A student of Sun Tzu says: “Sun Tzu’s ideal military leader is calm in the midst of chaos, being able to even appear chaotic to deceive his enemy. The ultimate skill is separating oneself from the stresses of everyday life. Thus, a strong leader’s response does not correlate and follow with the stimulus, which in effect, is quite impressive to his or her people and to the competition. With this ability, one can think clearly without influences corrupting the process in bringing about the best solution. He or she has inner peace in a world of perpetual turbulence. How many times do you find yourself so wrapped up in present worries, you can’t seem to think clearly, and that the decision was made based primarily from the tension?”

Sun Tzu values winning without needing to fight, and not expending more force than necessary to reach one’s goals: “To subjugate the enemy’s army without doing battle is the highest of excellence. Therefore, the best warfare strategy is to attack the enemy’s plans, next is to attack alliances, next is to attack the army, and the worst is to attack a walled city. Laying siege to a city is only done when other options are not available.”

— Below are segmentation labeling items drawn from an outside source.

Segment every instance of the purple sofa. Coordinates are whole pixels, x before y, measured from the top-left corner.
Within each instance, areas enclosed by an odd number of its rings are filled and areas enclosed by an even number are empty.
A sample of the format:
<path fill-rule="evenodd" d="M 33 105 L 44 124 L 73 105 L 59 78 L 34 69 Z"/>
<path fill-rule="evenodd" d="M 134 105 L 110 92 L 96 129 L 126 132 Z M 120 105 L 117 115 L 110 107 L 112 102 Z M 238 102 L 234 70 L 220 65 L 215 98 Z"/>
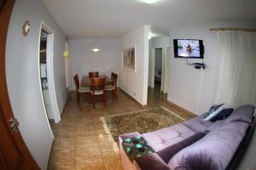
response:
<path fill-rule="evenodd" d="M 255 107 L 242 105 L 226 119 L 203 121 L 205 114 L 151 133 L 119 137 L 124 170 L 222 170 L 230 163 L 252 125 Z M 122 148 L 126 138 L 143 136 L 155 153 L 131 162 Z"/>

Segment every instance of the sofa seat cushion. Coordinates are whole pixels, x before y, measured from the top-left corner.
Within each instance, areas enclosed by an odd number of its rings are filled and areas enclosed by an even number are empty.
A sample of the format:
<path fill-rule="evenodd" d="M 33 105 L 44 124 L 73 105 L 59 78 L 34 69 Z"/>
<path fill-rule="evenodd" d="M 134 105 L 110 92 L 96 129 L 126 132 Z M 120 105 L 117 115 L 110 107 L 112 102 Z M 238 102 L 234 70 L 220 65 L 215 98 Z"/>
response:
<path fill-rule="evenodd" d="M 225 169 L 247 128 L 248 123 L 243 122 L 223 123 L 201 139 L 177 152 L 169 161 L 168 165 L 171 169 L 175 169 L 196 157 L 196 160 L 192 160 L 195 164 L 208 162 L 207 164 L 212 165 L 216 169 Z"/>
<path fill-rule="evenodd" d="M 157 154 L 164 160 L 166 163 L 168 163 L 170 159 L 177 154 L 179 150 L 188 147 L 189 145 L 194 144 L 195 142 L 198 141 L 201 138 L 206 135 L 205 133 L 196 133 L 192 136 L 184 139 L 183 140 L 168 146 L 163 150 L 160 150 L 157 152 Z"/>
<path fill-rule="evenodd" d="M 157 131 L 143 133 L 143 136 L 154 151 L 158 151 L 167 146 L 175 144 L 195 133 L 195 132 L 183 124 L 178 123 Z"/>
<path fill-rule="evenodd" d="M 244 122 L 251 124 L 255 111 L 253 105 L 242 105 L 236 109 L 233 113 L 224 120 L 224 123 L 230 122 Z"/>

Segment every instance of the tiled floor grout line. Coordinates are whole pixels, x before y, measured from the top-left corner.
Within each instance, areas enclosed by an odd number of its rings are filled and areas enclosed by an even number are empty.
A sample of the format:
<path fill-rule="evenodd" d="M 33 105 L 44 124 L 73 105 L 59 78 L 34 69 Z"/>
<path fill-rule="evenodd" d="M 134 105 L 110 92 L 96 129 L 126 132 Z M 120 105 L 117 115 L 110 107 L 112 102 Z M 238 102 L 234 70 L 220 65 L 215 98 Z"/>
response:
<path fill-rule="evenodd" d="M 106 114 L 106 110 L 105 110 L 105 111 L 104 111 L 104 114 Z M 96 140 L 97 140 L 97 142 L 98 142 L 98 146 L 99 146 L 99 149 L 100 149 L 100 153 L 101 153 L 101 157 L 102 157 L 102 162 L 103 162 L 103 164 L 104 164 L 104 167 L 105 167 L 105 170 L 108 170 L 107 169 L 107 167 L 106 167 L 106 163 L 105 163 L 105 160 L 104 160 L 104 157 L 103 157 L 103 155 L 102 155 L 102 149 L 101 149 L 101 144 L 100 144 L 100 141 L 99 141 L 99 139 L 98 139 L 98 133 L 97 133 L 97 131 L 96 131 L 96 128 L 95 128 L 95 125 L 93 125 L 93 128 L 94 128 L 94 130 L 95 130 L 95 132 L 96 132 Z"/>

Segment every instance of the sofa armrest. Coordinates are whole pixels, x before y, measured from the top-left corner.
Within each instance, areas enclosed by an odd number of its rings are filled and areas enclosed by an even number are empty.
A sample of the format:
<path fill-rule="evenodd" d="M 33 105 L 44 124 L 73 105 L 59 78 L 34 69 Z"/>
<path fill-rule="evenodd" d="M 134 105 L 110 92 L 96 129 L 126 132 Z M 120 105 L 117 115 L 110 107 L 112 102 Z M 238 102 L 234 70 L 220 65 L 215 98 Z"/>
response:
<path fill-rule="evenodd" d="M 137 157 L 135 161 L 142 170 L 171 170 L 156 153 Z"/>

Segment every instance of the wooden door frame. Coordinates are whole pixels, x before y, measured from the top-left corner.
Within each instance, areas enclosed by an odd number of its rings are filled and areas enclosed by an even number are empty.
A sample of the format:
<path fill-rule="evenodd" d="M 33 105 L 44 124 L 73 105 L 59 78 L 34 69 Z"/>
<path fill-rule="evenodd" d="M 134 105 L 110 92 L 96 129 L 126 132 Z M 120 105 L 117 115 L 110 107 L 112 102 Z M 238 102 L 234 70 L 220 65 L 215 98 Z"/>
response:
<path fill-rule="evenodd" d="M 7 120 L 10 120 L 14 117 L 12 107 L 10 105 L 7 82 L 6 82 L 6 72 L 5 72 L 5 46 L 7 32 L 9 28 L 9 23 L 12 13 L 12 9 L 15 0 L 6 0 L 3 8 L 0 11 L 0 110 L 2 110 L 0 118 L 3 119 L 5 126 L 9 127 L 9 122 Z M 26 148 L 26 145 L 22 139 L 22 136 L 18 129 L 18 132 L 13 131 L 11 128 L 7 128 L 9 133 L 11 134 L 15 144 L 18 146 L 17 150 L 22 153 L 25 156 L 24 169 L 39 169 L 39 167 L 34 161 L 30 151 Z M 32 165 L 32 167 L 26 167 Z"/>

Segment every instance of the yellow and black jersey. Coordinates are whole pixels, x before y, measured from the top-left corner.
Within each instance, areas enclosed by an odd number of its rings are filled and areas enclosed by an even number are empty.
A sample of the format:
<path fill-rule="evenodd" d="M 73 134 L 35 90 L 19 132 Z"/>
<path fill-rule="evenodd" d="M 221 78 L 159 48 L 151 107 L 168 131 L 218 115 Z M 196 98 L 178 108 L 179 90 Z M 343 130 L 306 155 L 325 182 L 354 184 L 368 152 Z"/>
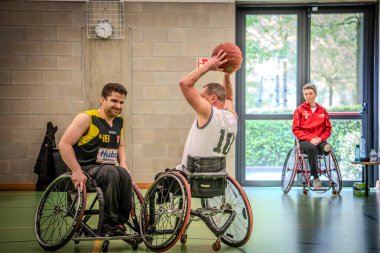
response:
<path fill-rule="evenodd" d="M 90 116 L 90 127 L 73 146 L 79 164 L 115 164 L 123 136 L 123 118 L 120 115 L 114 118 L 111 127 L 97 110 L 84 113 Z"/>

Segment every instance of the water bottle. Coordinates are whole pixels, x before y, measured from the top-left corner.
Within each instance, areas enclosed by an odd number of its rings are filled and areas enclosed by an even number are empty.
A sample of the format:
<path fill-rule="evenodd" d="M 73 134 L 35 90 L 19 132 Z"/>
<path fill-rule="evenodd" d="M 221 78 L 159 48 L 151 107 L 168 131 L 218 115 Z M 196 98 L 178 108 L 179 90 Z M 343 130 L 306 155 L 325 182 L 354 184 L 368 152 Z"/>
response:
<path fill-rule="evenodd" d="M 360 146 L 356 144 L 355 147 L 355 162 L 360 162 Z"/>
<path fill-rule="evenodd" d="M 360 138 L 360 158 L 366 158 L 366 151 L 365 151 L 365 139 L 362 136 Z"/>
<path fill-rule="evenodd" d="M 371 162 L 376 162 L 377 161 L 377 153 L 375 149 L 371 149 L 371 152 L 369 153 L 369 160 Z"/>

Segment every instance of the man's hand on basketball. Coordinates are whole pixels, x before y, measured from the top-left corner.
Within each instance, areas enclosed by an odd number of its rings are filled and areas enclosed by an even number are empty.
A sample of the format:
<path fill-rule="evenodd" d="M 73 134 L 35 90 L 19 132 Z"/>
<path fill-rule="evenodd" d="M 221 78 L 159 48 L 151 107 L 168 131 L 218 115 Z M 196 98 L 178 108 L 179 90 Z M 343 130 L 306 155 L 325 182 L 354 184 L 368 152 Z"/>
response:
<path fill-rule="evenodd" d="M 83 187 L 86 187 L 87 177 L 81 170 L 76 172 L 73 171 L 71 174 L 71 180 L 73 181 L 75 188 L 79 186 L 81 192 L 83 191 Z"/>
<path fill-rule="evenodd" d="M 224 59 L 227 53 L 224 53 L 223 50 L 220 50 L 217 55 L 214 55 L 208 62 L 208 69 L 213 71 L 222 71 L 223 69 L 219 68 L 220 65 L 226 63 L 228 59 Z"/>

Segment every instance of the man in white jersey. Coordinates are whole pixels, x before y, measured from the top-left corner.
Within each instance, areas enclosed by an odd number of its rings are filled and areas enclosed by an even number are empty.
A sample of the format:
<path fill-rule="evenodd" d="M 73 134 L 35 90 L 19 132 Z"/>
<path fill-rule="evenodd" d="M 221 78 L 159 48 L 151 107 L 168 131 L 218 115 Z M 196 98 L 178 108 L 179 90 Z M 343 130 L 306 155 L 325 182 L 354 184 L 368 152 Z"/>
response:
<path fill-rule="evenodd" d="M 223 50 L 206 64 L 187 74 L 180 88 L 187 102 L 196 111 L 186 144 L 182 164 L 187 166 L 187 157 L 225 157 L 235 140 L 237 115 L 233 106 L 231 73 L 224 73 L 223 85 L 208 83 L 199 93 L 194 87 L 200 77 L 209 71 L 221 71 L 220 65 L 227 62 Z"/>

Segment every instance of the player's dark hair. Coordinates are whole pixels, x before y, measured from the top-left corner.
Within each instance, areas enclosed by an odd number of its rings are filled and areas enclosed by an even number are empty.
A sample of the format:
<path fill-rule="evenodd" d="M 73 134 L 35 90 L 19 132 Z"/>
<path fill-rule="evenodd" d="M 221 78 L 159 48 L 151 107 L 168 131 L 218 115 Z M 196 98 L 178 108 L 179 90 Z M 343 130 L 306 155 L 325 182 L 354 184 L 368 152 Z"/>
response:
<path fill-rule="evenodd" d="M 127 89 L 120 83 L 107 83 L 104 85 L 102 90 L 102 97 L 107 98 L 111 95 L 112 92 L 120 93 L 124 96 L 127 96 Z"/>

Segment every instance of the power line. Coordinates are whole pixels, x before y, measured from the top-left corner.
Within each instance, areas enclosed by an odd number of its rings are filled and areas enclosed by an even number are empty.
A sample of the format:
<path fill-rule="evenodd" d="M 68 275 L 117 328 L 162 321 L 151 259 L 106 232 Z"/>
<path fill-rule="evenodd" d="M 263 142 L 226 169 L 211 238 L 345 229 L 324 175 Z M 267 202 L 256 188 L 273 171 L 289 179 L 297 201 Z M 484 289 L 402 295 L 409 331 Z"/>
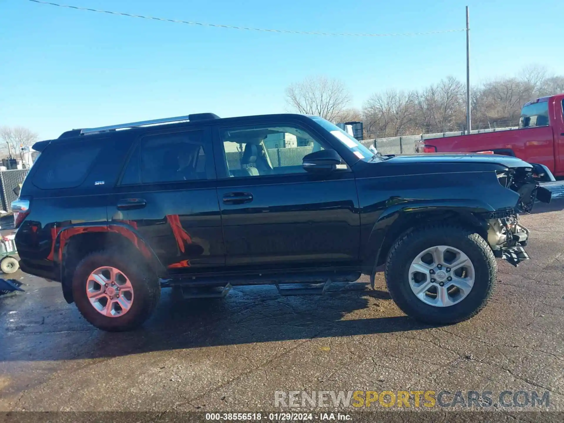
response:
<path fill-rule="evenodd" d="M 446 29 L 441 31 L 429 31 L 428 32 L 406 32 L 396 34 L 351 34 L 346 33 L 331 33 L 331 32 L 312 32 L 310 31 L 290 31 L 284 29 L 267 29 L 265 28 L 249 28 L 248 27 L 233 27 L 230 25 L 220 25 L 219 24 L 207 24 L 202 22 L 191 22 L 186 20 L 178 20 L 177 19 L 168 19 L 165 17 L 155 17 L 153 16 L 144 16 L 142 15 L 133 15 L 122 12 L 113 12 L 109 10 L 99 10 L 98 9 L 91 9 L 88 7 L 79 7 L 76 6 L 69 6 L 68 5 L 60 5 L 57 3 L 51 3 L 50 2 L 43 2 L 39 0 L 28 0 L 34 3 L 39 3 L 42 5 L 49 5 L 50 6 L 56 6 L 59 7 L 67 7 L 70 9 L 76 9 L 78 10 L 87 10 L 90 12 L 98 12 L 99 13 L 108 13 L 111 15 L 119 15 L 122 16 L 128 16 L 129 17 L 141 17 L 143 19 L 152 19 L 153 20 L 160 20 L 165 22 L 173 22 L 176 24 L 187 24 L 188 25 L 197 25 L 201 27 L 213 27 L 214 28 L 223 28 L 228 29 L 242 29 L 248 31 L 262 31 L 263 32 L 278 32 L 284 34 L 300 34 L 305 35 L 322 35 L 322 36 L 339 36 L 346 37 L 393 37 L 398 36 L 416 36 L 416 35 L 428 35 L 429 34 L 440 34 L 446 32 L 460 32 L 465 31 L 466 29 Z"/>

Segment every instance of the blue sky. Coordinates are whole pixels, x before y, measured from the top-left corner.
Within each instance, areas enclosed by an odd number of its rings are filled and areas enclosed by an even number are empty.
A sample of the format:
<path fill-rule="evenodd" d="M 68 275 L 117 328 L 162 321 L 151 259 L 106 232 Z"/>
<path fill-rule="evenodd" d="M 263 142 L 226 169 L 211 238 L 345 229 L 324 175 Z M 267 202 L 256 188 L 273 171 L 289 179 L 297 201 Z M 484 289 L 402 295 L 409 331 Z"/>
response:
<path fill-rule="evenodd" d="M 58 2 L 57 0 L 54 0 Z M 367 33 L 463 28 L 473 82 L 524 65 L 564 73 L 564 3 L 522 0 L 60 0 L 73 6 L 226 25 Z M 72 128 L 213 112 L 285 111 L 306 76 L 342 80 L 353 105 L 387 88 L 465 78 L 464 32 L 386 37 L 245 32 L 0 1 L 0 126 L 40 139 Z"/>

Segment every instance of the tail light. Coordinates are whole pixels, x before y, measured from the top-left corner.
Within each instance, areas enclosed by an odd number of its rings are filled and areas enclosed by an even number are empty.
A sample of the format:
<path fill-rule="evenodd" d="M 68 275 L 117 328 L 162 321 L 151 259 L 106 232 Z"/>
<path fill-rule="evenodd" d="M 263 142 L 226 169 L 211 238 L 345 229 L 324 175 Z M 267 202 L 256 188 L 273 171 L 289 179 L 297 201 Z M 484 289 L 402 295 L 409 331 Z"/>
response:
<path fill-rule="evenodd" d="M 29 214 L 29 200 L 18 199 L 12 201 L 12 211 L 14 213 L 14 227 L 17 229 Z"/>
<path fill-rule="evenodd" d="M 421 141 L 415 144 L 415 151 L 417 153 L 436 153 L 437 147 L 425 144 Z"/>
<path fill-rule="evenodd" d="M 422 146 L 420 147 L 421 152 L 422 153 L 436 153 L 437 147 L 434 146 L 429 146 L 426 144 L 424 144 Z"/>

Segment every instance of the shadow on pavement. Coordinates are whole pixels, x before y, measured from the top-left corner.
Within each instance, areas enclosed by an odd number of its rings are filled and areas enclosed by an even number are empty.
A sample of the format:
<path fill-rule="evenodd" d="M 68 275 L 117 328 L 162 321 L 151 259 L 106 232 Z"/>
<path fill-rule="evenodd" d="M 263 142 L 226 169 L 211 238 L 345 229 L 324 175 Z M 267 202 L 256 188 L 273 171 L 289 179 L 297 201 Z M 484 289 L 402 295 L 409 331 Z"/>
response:
<path fill-rule="evenodd" d="M 382 304 L 387 302 L 381 300 L 389 298 L 386 292 L 367 289 L 367 284 L 360 283 L 344 284 L 337 292 L 323 297 L 282 297 L 272 287 L 245 287 L 232 290 L 223 300 L 179 300 L 170 290 L 164 290 L 154 315 L 135 331 L 104 332 L 90 326 L 77 311 L 67 311 L 65 319 L 76 319 L 73 321 L 80 323 L 79 328 L 52 332 L 56 328 L 45 325 L 37 327 L 42 329 L 39 332 L 12 332 L 9 336 L 0 337 L 5 347 L 0 349 L 3 350 L 0 360 L 111 358 L 429 327 L 405 316 L 377 317 L 382 314 Z"/>

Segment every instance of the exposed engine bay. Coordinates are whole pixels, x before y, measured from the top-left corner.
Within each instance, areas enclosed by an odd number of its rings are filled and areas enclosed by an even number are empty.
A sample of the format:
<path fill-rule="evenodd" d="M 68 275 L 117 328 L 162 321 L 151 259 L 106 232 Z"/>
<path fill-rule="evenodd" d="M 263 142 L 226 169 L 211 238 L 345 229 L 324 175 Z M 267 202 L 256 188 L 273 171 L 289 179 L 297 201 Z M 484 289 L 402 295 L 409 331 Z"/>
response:
<path fill-rule="evenodd" d="M 504 258 L 517 267 L 521 262 L 529 259 L 523 248 L 527 245 L 529 231 L 519 224 L 519 214 L 531 213 L 537 200 L 550 202 L 552 193 L 539 185 L 540 172 L 534 168 L 508 169 L 496 173 L 499 183 L 518 193 L 519 199 L 513 210 L 490 214 L 487 241 L 496 257 Z"/>

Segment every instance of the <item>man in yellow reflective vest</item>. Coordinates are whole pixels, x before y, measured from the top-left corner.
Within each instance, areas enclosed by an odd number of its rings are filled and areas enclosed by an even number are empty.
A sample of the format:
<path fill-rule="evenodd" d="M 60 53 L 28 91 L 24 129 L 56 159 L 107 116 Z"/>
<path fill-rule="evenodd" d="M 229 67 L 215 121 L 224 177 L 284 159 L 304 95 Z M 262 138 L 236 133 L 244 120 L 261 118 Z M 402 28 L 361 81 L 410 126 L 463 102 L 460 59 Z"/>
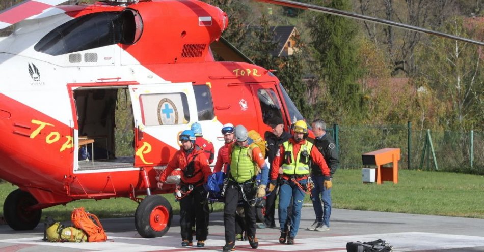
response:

  • My brother criminal defense lawyer Mark Bennett talks of the importance of learning to be in the moment in order to benefit from Sun Tzu.
  • Canadian lawyer Antonin Pribetic wrote a recent law review article entitled “The ‘Trial Warrior’: Applying Sun Tzu’s The Art of War to Trial Advocacy,” 45.4 Alberta L. Rev. 1017 (2008).
  • A mediation center relates Sun Tzu to litigation mediation.
  • Two Houston lawyers address the relationship of Sun Tzu to litigation-related public relations.